28. Respondent requests of court collateral estoppel regarding petitioner's
MOTION TO STRIKE JURY DEMAND as having been denied by Hon. Judge
Peter Wendt on December 8, 2004 (see att.)
RPAPL § 743 The answer may contain any legal or equitable defense, or counterclaim. The court may render affirmative judgment for the amount found due on the counterclaim.
"Applied to a § 1324b case before an ALJ, Worton defeats collateral estoppel because, despite McNier’s having pleaded § 1324b in his state case, the California courts necessarily only addressed race discrimination, § 1324b issues being exclusively reserved for the federal forae. Citizenship status discrimination and any cognate retaliation issues are not matters that might or could have been urged in support of the cause of action or claim in litigation in McNier’s state case. None of McNier’s other authorities (including criminal cases which turn essentially on due process considerations) reach the question, as here, of a totally different statutory cause of action the critical element of proof for which, i.e., citizenship status discrimination in violation of § 1324b, could not as a matter of exclusive federal jurisdiction have been in play in the state action." McNeir v Wallace 9 OCAHO#1074, Warton v Warton, 234 Cal. App. 3d 1638 (1991)

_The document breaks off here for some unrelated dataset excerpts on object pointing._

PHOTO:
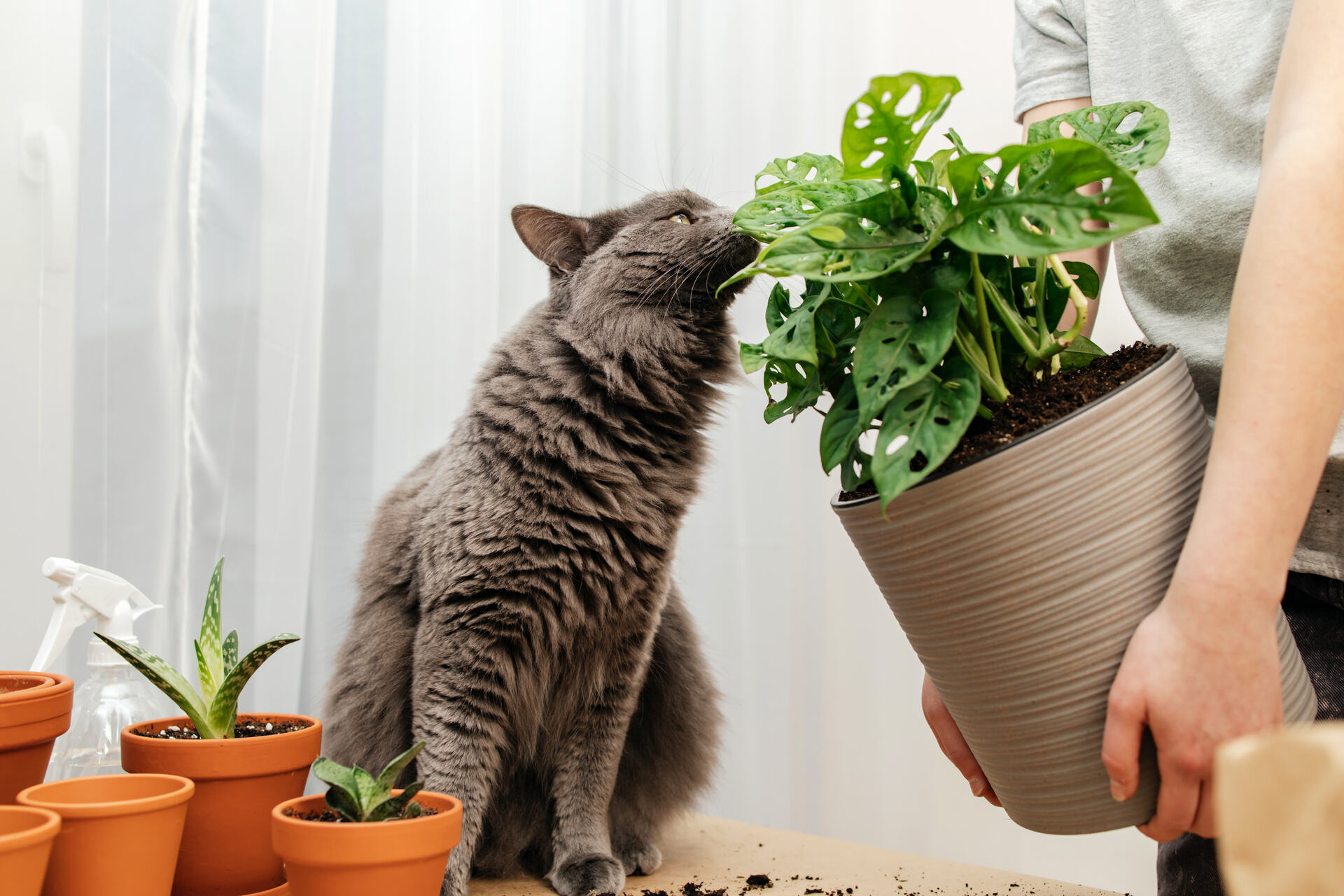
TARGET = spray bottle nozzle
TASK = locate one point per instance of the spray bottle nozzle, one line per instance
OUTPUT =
(88, 593)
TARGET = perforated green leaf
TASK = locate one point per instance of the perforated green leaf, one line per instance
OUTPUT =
(164, 678)
(806, 168)
(387, 778)
(223, 708)
(230, 652)
(923, 426)
(209, 647)
(1006, 222)
(901, 342)
(876, 137)
(1136, 148)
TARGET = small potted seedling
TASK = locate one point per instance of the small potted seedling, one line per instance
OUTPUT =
(1019, 498)
(366, 837)
(242, 764)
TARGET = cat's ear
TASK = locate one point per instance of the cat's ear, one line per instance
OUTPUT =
(556, 239)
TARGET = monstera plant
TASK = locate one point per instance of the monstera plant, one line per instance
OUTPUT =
(933, 286)
(222, 675)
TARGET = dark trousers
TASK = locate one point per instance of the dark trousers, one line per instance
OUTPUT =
(1315, 609)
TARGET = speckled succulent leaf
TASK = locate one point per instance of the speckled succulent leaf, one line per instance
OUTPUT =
(927, 418)
(394, 806)
(387, 778)
(773, 214)
(901, 342)
(209, 684)
(343, 804)
(804, 168)
(1046, 213)
(876, 137)
(209, 647)
(223, 708)
(167, 679)
(230, 652)
(1138, 147)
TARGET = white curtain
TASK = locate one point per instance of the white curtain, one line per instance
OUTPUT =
(292, 254)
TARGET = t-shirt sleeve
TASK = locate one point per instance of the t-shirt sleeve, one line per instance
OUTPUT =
(1050, 54)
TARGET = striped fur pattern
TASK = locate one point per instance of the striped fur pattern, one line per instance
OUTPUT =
(517, 608)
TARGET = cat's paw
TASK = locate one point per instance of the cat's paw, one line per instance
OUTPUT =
(585, 875)
(638, 856)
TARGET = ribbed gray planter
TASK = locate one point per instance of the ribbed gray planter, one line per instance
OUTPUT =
(1021, 578)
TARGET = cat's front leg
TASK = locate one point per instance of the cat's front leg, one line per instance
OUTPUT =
(458, 711)
(584, 780)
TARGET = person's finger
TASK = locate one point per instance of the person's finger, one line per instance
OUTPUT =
(953, 746)
(1203, 824)
(1177, 798)
(1126, 716)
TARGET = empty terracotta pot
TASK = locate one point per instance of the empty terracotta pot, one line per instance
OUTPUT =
(26, 834)
(226, 846)
(1021, 578)
(339, 859)
(118, 833)
(34, 711)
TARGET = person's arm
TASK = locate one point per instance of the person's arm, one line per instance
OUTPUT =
(1203, 668)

Iron Workers Local 455 v. Lake Construction & Development Corp., 7 OCAHO no. 964, 632, 658 (1997) “[t]he proponent of collateral estoppel has the burden of showing that the issue in the prior proceeding was identical and decisive”)
Collateral estoppel prevents the parties from re-litigating any issue actually litigated and finally decided in the earlier action. Lucindo v Superior Court (1990) 51 Cal.3d 335, 341, fn 3; Flynn V Gorton (1989) 207 Cal.App.3d 1550, 1554.

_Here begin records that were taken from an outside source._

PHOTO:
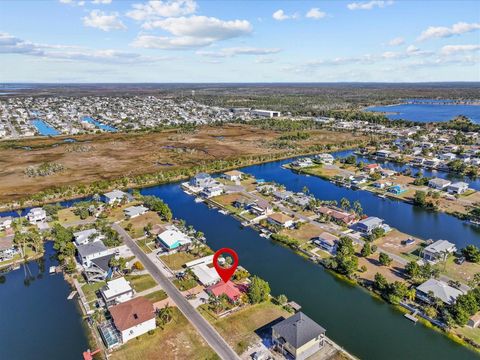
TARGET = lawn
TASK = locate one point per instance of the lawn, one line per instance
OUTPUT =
(141, 282)
(90, 289)
(239, 328)
(155, 296)
(139, 223)
(178, 340)
(177, 260)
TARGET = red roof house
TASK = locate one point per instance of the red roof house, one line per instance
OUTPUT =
(228, 288)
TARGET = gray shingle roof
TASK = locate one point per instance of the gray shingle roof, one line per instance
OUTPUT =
(298, 329)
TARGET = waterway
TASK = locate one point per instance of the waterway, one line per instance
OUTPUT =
(44, 129)
(430, 112)
(99, 124)
(36, 319)
(365, 326)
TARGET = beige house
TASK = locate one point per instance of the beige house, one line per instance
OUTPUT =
(298, 336)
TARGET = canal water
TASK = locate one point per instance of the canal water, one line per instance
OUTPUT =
(36, 319)
(428, 112)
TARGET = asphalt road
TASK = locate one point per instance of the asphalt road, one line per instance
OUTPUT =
(211, 336)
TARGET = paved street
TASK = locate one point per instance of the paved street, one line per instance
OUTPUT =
(211, 336)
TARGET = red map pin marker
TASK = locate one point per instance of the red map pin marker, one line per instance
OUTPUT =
(225, 273)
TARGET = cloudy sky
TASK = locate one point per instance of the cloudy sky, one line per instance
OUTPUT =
(239, 41)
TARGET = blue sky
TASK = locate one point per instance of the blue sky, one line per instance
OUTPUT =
(239, 41)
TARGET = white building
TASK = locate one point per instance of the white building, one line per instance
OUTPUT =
(117, 291)
(36, 215)
(133, 318)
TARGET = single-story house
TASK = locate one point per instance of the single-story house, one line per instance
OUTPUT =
(85, 236)
(474, 321)
(6, 222)
(439, 250)
(457, 188)
(173, 238)
(367, 225)
(134, 211)
(325, 158)
(133, 318)
(280, 219)
(117, 291)
(438, 183)
(115, 196)
(90, 251)
(327, 242)
(36, 215)
(225, 288)
(233, 175)
(298, 336)
(439, 289)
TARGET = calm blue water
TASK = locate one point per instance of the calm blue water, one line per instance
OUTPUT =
(428, 112)
(99, 124)
(36, 319)
(367, 327)
(44, 129)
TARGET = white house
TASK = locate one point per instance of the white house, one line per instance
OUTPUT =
(5, 222)
(36, 215)
(439, 250)
(438, 183)
(134, 211)
(327, 242)
(133, 318)
(117, 291)
(457, 188)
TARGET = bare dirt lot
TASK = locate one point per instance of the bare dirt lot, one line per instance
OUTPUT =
(110, 156)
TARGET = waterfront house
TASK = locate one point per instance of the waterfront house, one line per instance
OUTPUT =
(439, 184)
(396, 189)
(117, 291)
(327, 242)
(172, 238)
(36, 215)
(134, 211)
(225, 288)
(204, 270)
(367, 225)
(325, 158)
(90, 251)
(115, 196)
(383, 154)
(133, 318)
(6, 222)
(439, 289)
(7, 249)
(298, 336)
(280, 219)
(457, 188)
(85, 236)
(438, 251)
(261, 207)
(233, 175)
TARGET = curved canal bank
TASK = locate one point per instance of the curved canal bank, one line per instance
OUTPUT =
(36, 319)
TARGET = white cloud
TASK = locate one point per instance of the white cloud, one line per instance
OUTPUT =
(369, 5)
(280, 15)
(191, 32)
(315, 13)
(161, 9)
(10, 44)
(103, 21)
(443, 31)
(229, 52)
(455, 49)
(396, 41)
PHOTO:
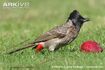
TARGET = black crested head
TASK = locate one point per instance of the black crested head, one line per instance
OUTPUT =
(76, 18)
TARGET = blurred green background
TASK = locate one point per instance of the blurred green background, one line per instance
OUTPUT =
(19, 24)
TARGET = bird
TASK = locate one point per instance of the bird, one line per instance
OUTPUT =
(58, 36)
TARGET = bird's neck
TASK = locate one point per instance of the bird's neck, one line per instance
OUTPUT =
(77, 25)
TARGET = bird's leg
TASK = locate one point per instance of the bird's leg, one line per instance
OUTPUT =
(52, 48)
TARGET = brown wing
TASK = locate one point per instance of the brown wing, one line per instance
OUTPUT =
(57, 32)
(48, 36)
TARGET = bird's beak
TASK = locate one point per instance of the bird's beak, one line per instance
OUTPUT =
(86, 19)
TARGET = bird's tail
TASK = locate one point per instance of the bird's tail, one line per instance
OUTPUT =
(30, 45)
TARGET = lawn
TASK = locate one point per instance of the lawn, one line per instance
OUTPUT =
(19, 24)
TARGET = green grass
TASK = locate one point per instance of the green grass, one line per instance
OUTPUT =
(19, 24)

"The doctrine of collateral estoppel is one aspect of the concept of res
judicata. In modern usage, however, the two terms have distinct meanings." (Lucindo v Superior Court, supra, 51 Cal.3d at p. 341, fn. 3.
Where "issues overlap but are not identical," collateral estoppel cannot be applied. Capital Telephone Co., 451 N.Y.S.2d at 15.
Discussing the right to a jury trial, the Supreme Court held that the district court’s resolution of issues raised by a former employee’s equitable claims did not collaterally estop relitigation of the same issues before a jury in context of the employee’s legal claims, where the district court first resolved the equitable claims solely because it had erroneously dismissed the legal claims. Lytle, 494 U.S. at 555-56.
The party seeking the benefit of collateral estoppel bears the burden of proving that an identical issue has been previously litigated and decided. Kaufman v. Eli Lilly and Co., 492 N.Y.S.2d 584, 588 (Ct. App. 1985); Capital Telephone Co. v. Pattersonville Telephone Co., 451 N.Y.S.2d 11, 14 (Ct. App. 1982)
In Capital Telephone, supra, the New York Court of Appeals ruled that if a second proceeding is to adjudge the same activity under a different legal standard than the first, no preclusion will occur if that activity could be found lawful under one standard and unlawful under the other. Capital Telephone, 451 N.Y.S.2d at 14
For collateral estoppel to preclude the litigation of a federal civil rights claim "[t]he court in which the first action was brought must have been willing and able to consider the theory that is advanced in the second action." Bottini v. Sadore Management Corp., 764 F.2d 116, 119 (2d Cir. 1985)
the issue must have been "actually determined in the prior proceeding." (Matter of Halyalkar v Board of Regents of State of N. Y., 72 NY2d 261, 268).
Prior litigation by the same parties on a different cause of action has a collateral estoppel effect only as to those issues litigated and determined in the prior action. (7 Witkin, Cal.Procedure (3d ed.1985) Judgment, section 253, p.691.)
The party asserting collateral estoppel has the burden to show from the record of the prior action that the asserted issue was previously litigated and determined. (Vella v. Hudgins (1977) 20 Cal.3d 251, 257-58.)
WHEREFORE, respondent prays for the granting of an Order from the Court
dismissing petitioner's Motion in its entirety, granting respondent's Motion and for
all such and further relief that this Court may deem just and appropriate.